Nel rettilineo finale di una gara di 400 metri che per quanto breve ci dona sensazioni epiche di fatica possiamo percepire quanto la muscolatura sia avvelenata dall’acido lattico ma possiamo anche percepire quanto i muscoli riescano ancora a funzionare nonostante questo avvelenamento che è quanto di più normale che si possa verificare alla fine di una gara condotta a buon ritmo. E’ la valutazione della capacità di avanzare ancora che ci aiuta a finire la gara più che il romantico abbandono alle sensazioni disgustose di parziale impotenza della contrazione muscolare dettate dalla elevata concentrazione di acido lattico.

Forse è semplicemente la storia del mezzo bicchiere vuoto e del mezzo bicchiere pieno e la consapevole valutazione positiva delle proprie capacità di prestazione ma come si può risultare storditi da uno stato di fatica che può apparire esagerato per quanto stiamo producendo si può anche apprezzare con gratificazione quanto di utile riusciamo a combinare ancora con una situazione che potrebbe portare a risultati ben peggiori in caso di mancanza di allenamento e di esperienza nel gestire una situazione simile.

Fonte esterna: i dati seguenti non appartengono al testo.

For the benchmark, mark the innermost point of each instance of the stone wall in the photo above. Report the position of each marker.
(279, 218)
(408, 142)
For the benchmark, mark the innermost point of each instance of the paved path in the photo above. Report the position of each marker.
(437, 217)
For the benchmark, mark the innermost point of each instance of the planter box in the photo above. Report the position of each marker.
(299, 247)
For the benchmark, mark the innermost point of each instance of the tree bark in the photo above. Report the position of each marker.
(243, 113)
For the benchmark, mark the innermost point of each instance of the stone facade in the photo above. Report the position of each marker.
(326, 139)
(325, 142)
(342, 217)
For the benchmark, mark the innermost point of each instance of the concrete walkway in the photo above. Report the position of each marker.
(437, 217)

La fatica probabilmente è un fatto di esperienza, quando si è poco allenati sorprende in modo imbarazzante, quando si è più allenati non sorprende più e lascia il passo alla più gradevole sensazione che il nostro corpo è in grado di muoversi anche in situazioni che normalmente potrebbero essere condizionate ancora di più dallo stato di fatica. Insomma la fatica che è leggendaria tende a stroncarci ed a limitare le nostre prestazioni ma la “non fatica” che è il rovescio della medaglia è ciò che ci porta a conseguire i nostri risultati migliori e merita di essere studiata e percepita più della banale e romantica fatica. Percepire la fatica è romantico, allenarsi a percepire la “non fatica” per l’essere umano è più razionale e se l’essere umano è certamente anche razionale per certi versi è “quasi” istintivo.